After three years of asking these questions, and filing over 100 requests for relevant documents – which the NYPD is required to hand over per New York State’s Freedom of Information Law (FOIL) – and after a year of being told that the department couldn’t find any such information, Georgetown University Law Center’s Center on Privacy & Technology (CPT) think tank finally managed to claw out 3,700 pages.
Some of which, three weeks after it coughed them up, the NYPD demanded that the CPT return.
A Manhattan judge has ordered the CPT to give back 20 pages of confidential, unredacted documents about the NYPD’s use of facial recognition that were handed over by mistake during the long-running legal case… Oops.
Mind you, the NYPD has already shared these documents. At least once, it’s done so publicly… or, rather, it’s shared one document with anybody who could cough up a conference fee to see it splashed on a screen in a PowerPoint presentation.
According to the New York Daily News, these are some of the schizophrenic approaches the NYPD has demonstrated when it comes to these supposedly highly sensitive documents:
- A heavily redacted user guide for a facial recognition program by Dataworks Plus was turned over during the legal proceedings in the CPT’s lawsuit. The NYPD handed over an unredacted copy of the same document, which explains what the media outlet describes as a Photoshop-style program, during an earlier lawsuit.
- Anybody with $1,695 to fork over could have seen the NYPD deliver a Powerpoint presentation on its Facial Identification Section during a September 2018 conference. It now claims that the same information is “too sensitive” to disclose through the lawsuit, according to Clare Garvie, an attorney with the CPT.
Garvie had the documents for 20 days. She’d already reviewed them well before the NYPD told her, in December, that she wasn’t supposed to have seen those 20 unredacted pages. The information is now in her head. What, exactly, does the court think it can do to wipe her wetware, short of a lobotomy?
Earlier this month, when Justice Shlomo Hagler handed down the “give ’em back” order, he wrote that Garvie may speak about the information, but she can’t specifically reference the 20 pages in question. Thus, she can talk about the documents, but she can’t back up her assertions with specific examples of what the NYPD’s up to. Here’s Garvie:
I rely on the information I learn through reviewing these records to write academic papers, raise awareness about the use of face recognition, and train public defenders. But I’m now faced with being able to speak about the information I’ve learned, but I can’t back up my assertions. The information has essentially become useless.
This is a head-scratcher, she said:
It is completely mystifying what information the NYPD is trying to keep from the public.
The NYPD has followed a pattern of inconsistently and selectively disclosing information.
Whether the NYPD likes it or not, the CPT lawsuit has already shown that anyone arrested by the NYPD is potentially subject to facial recognition searches.
Last year, Garvie said that none of the NYPD documents turned over during the CPT’s case show a policy that would prevent the police from running somebody’s photograph through its facial recognition system and comparing it with the department’s mugshot database, which is fully integrated with fingerprint data. The state of New York has also boasted about its use of facial recognition to find people who get duplicate driver’s licenses.
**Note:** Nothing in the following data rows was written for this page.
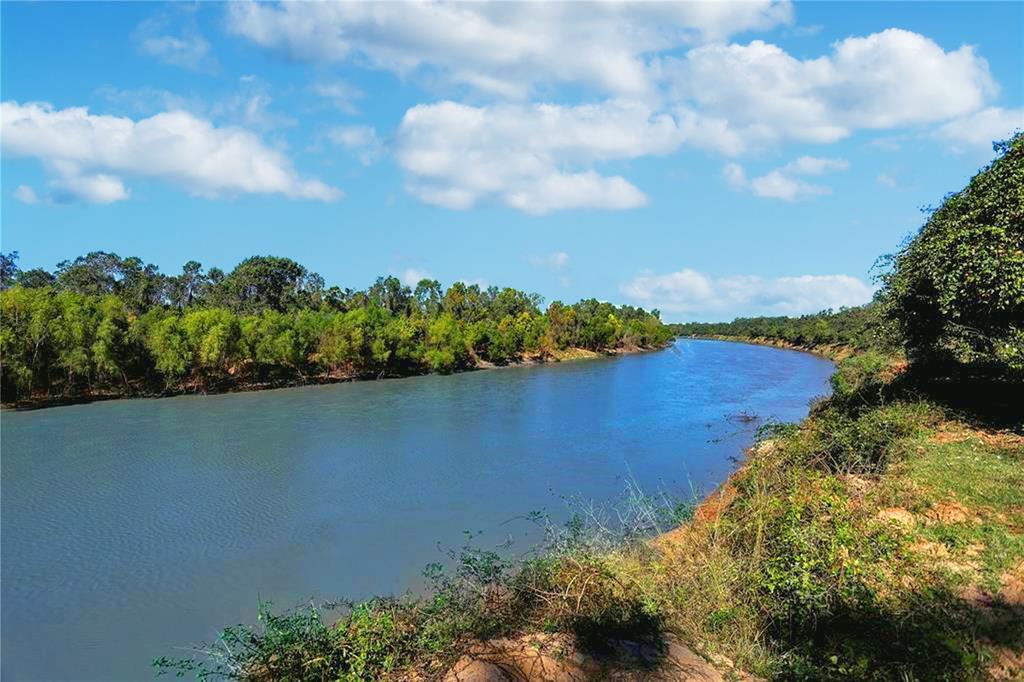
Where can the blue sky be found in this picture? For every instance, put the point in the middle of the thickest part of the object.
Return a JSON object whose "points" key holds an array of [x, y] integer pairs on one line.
{"points": [[708, 159]]}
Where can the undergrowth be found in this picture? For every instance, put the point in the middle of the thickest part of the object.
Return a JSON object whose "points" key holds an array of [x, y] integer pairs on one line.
{"points": [[794, 569]]}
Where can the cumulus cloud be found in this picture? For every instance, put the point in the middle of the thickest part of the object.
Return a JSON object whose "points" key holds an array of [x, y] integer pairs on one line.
{"points": [[412, 276], [757, 93], [360, 139], [499, 47], [784, 182], [341, 94], [977, 131], [250, 107], [87, 155], [26, 195], [692, 294], [555, 261], [664, 75], [535, 158], [185, 47]]}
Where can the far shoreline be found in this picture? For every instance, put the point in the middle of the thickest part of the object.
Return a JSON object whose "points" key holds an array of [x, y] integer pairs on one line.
{"points": [[566, 355]]}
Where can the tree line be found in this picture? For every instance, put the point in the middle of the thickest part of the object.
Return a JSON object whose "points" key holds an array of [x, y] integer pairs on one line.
{"points": [[951, 297], [858, 328], [105, 324]]}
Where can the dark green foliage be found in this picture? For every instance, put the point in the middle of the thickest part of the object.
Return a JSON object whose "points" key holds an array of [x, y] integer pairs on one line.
{"points": [[113, 325], [859, 328], [956, 290]]}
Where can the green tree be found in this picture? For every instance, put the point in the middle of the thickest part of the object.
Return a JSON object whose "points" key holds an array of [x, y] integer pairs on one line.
{"points": [[956, 290]]}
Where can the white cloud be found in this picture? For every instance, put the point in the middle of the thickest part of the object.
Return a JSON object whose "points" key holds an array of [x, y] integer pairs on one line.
{"points": [[87, 155], [250, 107], [783, 182], [502, 48], [361, 139], [888, 180], [977, 131], [556, 261], [412, 275], [757, 93], [186, 48], [96, 188], [341, 94], [534, 158], [689, 293], [26, 195]]}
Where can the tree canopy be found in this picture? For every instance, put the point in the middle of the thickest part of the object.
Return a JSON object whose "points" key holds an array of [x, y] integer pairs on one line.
{"points": [[956, 289], [118, 325]]}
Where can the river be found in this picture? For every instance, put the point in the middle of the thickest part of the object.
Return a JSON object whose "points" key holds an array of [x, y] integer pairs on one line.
{"points": [[133, 527]]}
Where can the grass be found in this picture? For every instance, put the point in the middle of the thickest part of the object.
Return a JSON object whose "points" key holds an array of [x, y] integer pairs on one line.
{"points": [[881, 539]]}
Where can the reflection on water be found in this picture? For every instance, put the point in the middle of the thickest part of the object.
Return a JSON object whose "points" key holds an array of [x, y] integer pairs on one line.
{"points": [[131, 527]]}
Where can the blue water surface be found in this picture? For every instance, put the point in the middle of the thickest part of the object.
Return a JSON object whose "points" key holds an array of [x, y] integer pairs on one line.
{"points": [[133, 527]]}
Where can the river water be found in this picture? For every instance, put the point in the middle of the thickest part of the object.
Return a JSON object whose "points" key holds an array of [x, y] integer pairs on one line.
{"points": [[133, 527]]}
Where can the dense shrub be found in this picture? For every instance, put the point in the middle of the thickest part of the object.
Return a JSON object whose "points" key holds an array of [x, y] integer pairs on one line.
{"points": [[956, 290]]}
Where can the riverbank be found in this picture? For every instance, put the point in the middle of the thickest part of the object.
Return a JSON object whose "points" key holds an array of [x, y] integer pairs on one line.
{"points": [[194, 387], [880, 538], [834, 351]]}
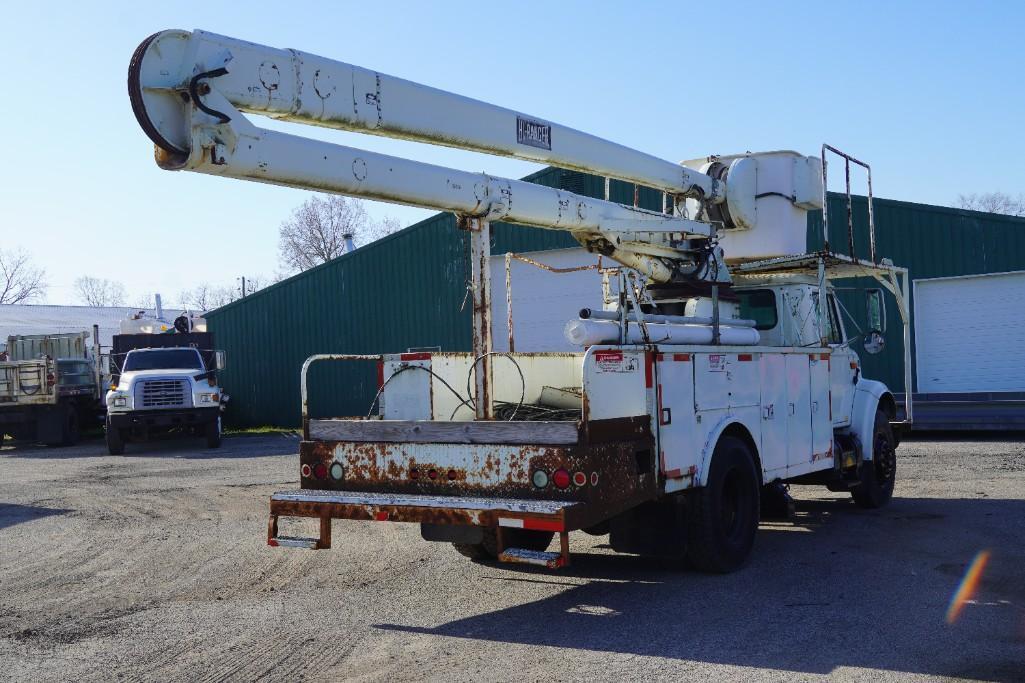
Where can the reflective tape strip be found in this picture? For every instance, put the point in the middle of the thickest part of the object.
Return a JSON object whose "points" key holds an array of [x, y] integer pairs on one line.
{"points": [[530, 523]]}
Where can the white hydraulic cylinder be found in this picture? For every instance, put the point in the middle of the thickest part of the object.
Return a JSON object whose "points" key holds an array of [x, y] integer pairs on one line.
{"points": [[297, 86], [587, 332]]}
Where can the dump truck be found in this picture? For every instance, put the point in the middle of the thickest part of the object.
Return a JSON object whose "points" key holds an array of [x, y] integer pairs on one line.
{"points": [[50, 386], [720, 372]]}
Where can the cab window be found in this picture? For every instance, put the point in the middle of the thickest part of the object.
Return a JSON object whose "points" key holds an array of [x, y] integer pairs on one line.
{"points": [[760, 306], [834, 332]]}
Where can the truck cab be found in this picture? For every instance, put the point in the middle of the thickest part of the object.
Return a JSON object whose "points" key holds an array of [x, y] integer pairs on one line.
{"points": [[166, 391]]}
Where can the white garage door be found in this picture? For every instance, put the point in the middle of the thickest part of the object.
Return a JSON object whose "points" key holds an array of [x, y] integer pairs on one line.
{"points": [[970, 333], [543, 302]]}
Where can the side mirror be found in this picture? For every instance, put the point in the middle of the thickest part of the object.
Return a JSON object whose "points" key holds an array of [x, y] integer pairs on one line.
{"points": [[876, 309], [874, 342]]}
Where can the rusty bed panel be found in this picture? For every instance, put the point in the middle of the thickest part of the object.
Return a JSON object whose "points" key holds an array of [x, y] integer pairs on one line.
{"points": [[608, 464]]}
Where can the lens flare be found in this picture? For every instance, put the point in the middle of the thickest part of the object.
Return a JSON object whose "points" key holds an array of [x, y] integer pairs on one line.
{"points": [[969, 586]]}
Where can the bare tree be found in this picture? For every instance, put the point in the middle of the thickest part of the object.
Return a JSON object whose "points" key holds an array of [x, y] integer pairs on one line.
{"points": [[99, 291], [316, 232], [21, 282], [206, 296], [993, 202]]}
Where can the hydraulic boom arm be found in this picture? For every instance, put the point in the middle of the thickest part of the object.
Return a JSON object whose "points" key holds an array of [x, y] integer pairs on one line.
{"points": [[191, 91]]}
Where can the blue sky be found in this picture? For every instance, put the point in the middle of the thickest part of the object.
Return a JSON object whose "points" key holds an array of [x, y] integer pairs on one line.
{"points": [[929, 92]]}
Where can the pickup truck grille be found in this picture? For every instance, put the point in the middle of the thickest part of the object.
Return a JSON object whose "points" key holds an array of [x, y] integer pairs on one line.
{"points": [[163, 394]]}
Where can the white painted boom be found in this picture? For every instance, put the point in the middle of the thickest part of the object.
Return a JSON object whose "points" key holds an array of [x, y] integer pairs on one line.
{"points": [[297, 86], [190, 92]]}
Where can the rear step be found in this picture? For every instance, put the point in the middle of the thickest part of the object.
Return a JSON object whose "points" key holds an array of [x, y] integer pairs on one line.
{"points": [[539, 558], [293, 541]]}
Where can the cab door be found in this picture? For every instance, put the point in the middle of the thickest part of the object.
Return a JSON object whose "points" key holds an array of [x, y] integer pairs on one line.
{"points": [[844, 367]]}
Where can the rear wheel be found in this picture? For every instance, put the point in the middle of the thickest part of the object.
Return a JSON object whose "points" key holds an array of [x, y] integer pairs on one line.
{"points": [[488, 549], [877, 477], [115, 440], [213, 434], [724, 515]]}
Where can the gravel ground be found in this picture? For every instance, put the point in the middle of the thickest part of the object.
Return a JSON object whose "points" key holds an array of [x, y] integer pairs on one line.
{"points": [[155, 566]]}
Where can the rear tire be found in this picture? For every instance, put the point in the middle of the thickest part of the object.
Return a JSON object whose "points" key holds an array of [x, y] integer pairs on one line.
{"points": [[488, 549], [724, 515], [877, 477], [115, 440], [213, 434]]}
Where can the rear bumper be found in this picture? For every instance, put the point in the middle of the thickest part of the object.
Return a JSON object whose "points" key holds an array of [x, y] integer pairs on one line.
{"points": [[157, 418], [537, 515]]}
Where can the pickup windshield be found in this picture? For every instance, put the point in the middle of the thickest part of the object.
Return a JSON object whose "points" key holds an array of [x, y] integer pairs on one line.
{"points": [[163, 359]]}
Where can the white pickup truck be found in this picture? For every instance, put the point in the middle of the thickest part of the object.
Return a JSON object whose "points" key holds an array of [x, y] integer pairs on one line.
{"points": [[164, 391]]}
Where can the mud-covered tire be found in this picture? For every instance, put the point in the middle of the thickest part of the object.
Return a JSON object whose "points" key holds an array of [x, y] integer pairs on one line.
{"points": [[488, 549], [877, 477], [115, 440], [723, 516], [213, 434]]}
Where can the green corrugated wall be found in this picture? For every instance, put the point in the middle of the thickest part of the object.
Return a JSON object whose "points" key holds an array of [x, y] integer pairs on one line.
{"points": [[407, 290], [931, 242]]}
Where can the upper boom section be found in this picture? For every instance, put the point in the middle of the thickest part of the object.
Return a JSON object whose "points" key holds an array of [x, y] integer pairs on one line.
{"points": [[297, 86], [191, 93]]}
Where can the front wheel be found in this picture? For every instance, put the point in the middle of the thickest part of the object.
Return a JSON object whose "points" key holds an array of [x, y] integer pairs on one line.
{"points": [[115, 440], [723, 516], [213, 434], [877, 476]]}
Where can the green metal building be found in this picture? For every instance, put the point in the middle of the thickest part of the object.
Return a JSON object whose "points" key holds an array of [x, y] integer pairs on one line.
{"points": [[408, 290]]}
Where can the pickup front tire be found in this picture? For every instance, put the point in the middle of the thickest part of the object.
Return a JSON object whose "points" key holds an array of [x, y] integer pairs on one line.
{"points": [[213, 434], [115, 440], [723, 516]]}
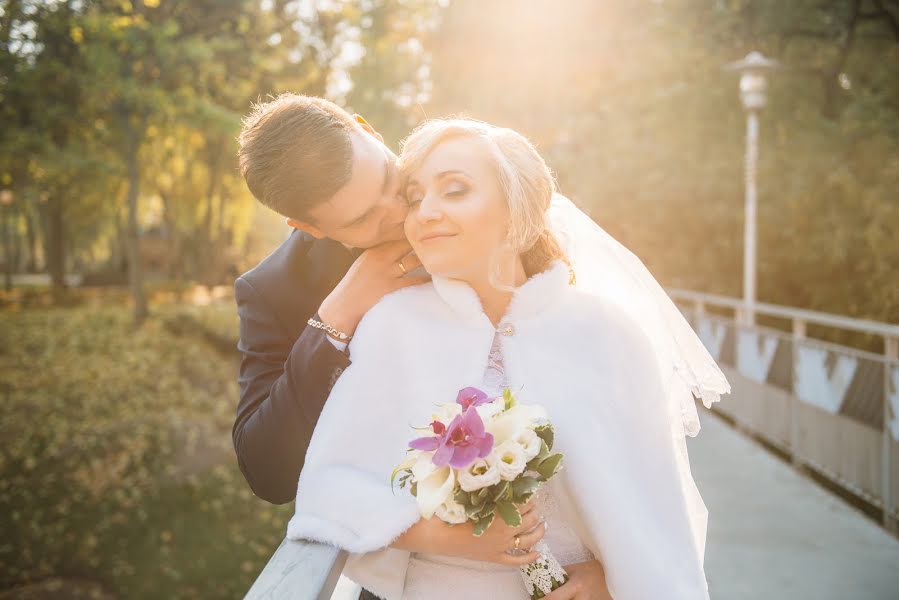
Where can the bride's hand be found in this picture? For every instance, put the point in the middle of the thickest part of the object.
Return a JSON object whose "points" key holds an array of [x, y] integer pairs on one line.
{"points": [[433, 536], [587, 581]]}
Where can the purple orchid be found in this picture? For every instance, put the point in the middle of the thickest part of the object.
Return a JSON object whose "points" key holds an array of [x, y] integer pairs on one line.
{"points": [[460, 444], [471, 396]]}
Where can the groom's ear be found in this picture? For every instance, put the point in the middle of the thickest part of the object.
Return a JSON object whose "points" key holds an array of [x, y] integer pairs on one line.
{"points": [[368, 128], [308, 228]]}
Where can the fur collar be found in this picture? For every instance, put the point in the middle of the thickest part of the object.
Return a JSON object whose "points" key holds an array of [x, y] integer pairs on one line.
{"points": [[536, 294]]}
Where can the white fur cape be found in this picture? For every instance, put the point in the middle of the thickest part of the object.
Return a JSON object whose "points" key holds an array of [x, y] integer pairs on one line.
{"points": [[583, 360]]}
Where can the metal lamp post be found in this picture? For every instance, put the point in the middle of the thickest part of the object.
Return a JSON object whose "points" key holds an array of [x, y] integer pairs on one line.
{"points": [[753, 87], [6, 205]]}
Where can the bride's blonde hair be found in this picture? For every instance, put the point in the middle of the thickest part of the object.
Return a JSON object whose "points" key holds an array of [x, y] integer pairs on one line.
{"points": [[525, 179]]}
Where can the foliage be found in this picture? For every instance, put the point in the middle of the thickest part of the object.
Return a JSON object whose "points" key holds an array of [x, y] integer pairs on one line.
{"points": [[117, 465]]}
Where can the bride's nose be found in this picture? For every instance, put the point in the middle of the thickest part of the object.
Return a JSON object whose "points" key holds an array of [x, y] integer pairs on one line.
{"points": [[429, 209]]}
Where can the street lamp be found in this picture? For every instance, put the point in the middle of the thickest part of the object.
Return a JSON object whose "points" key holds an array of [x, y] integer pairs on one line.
{"points": [[753, 87]]}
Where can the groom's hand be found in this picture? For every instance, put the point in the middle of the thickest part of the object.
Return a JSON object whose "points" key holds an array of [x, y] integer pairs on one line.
{"points": [[373, 275], [433, 536], [587, 581]]}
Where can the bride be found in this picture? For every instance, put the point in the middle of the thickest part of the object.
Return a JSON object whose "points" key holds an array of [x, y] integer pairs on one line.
{"points": [[571, 322]]}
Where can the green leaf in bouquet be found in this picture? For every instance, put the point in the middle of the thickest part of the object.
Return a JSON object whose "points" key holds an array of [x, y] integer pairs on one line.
{"points": [[508, 399], [473, 510], [546, 433], [481, 525], [550, 466], [509, 513], [487, 509], [406, 465], [523, 488], [541, 456]]}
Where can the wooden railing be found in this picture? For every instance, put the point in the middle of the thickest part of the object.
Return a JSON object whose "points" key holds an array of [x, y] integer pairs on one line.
{"points": [[830, 408], [299, 571]]}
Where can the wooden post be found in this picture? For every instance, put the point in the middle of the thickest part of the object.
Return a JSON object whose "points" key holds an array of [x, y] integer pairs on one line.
{"points": [[799, 332], [891, 350]]}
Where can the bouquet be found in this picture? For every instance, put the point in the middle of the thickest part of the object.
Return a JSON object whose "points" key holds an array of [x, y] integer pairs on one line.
{"points": [[485, 457]]}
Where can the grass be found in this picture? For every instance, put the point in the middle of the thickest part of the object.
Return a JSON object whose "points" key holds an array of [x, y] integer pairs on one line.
{"points": [[117, 466]]}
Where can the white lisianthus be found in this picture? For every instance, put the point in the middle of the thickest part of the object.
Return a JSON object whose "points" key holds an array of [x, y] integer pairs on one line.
{"points": [[488, 410], [445, 413], [530, 442], [510, 424], [434, 489], [509, 459], [451, 512], [480, 474]]}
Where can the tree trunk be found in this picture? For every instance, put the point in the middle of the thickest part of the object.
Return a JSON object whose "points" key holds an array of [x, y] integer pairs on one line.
{"points": [[54, 241], [8, 259], [135, 272], [31, 238]]}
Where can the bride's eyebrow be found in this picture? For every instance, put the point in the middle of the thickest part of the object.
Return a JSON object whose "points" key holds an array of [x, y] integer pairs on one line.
{"points": [[449, 172]]}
As Garvie said, there’s no evidence of the NYPD following a policy that would stop them from running photos taken of people who are, for example, lawfully protesting:
The NYPD has failed to ensure the public this will only be used for reasonable law enforcement purposes.
Even the NYPD’s defense attorney said that this clawback was a fiasco. But still, we need them back. City attorney Jeffrey Dantowitz:
That a few documents were inadvertently produced without the intended redactions, while careless, was neither an intelligent nor voluntary disclosure.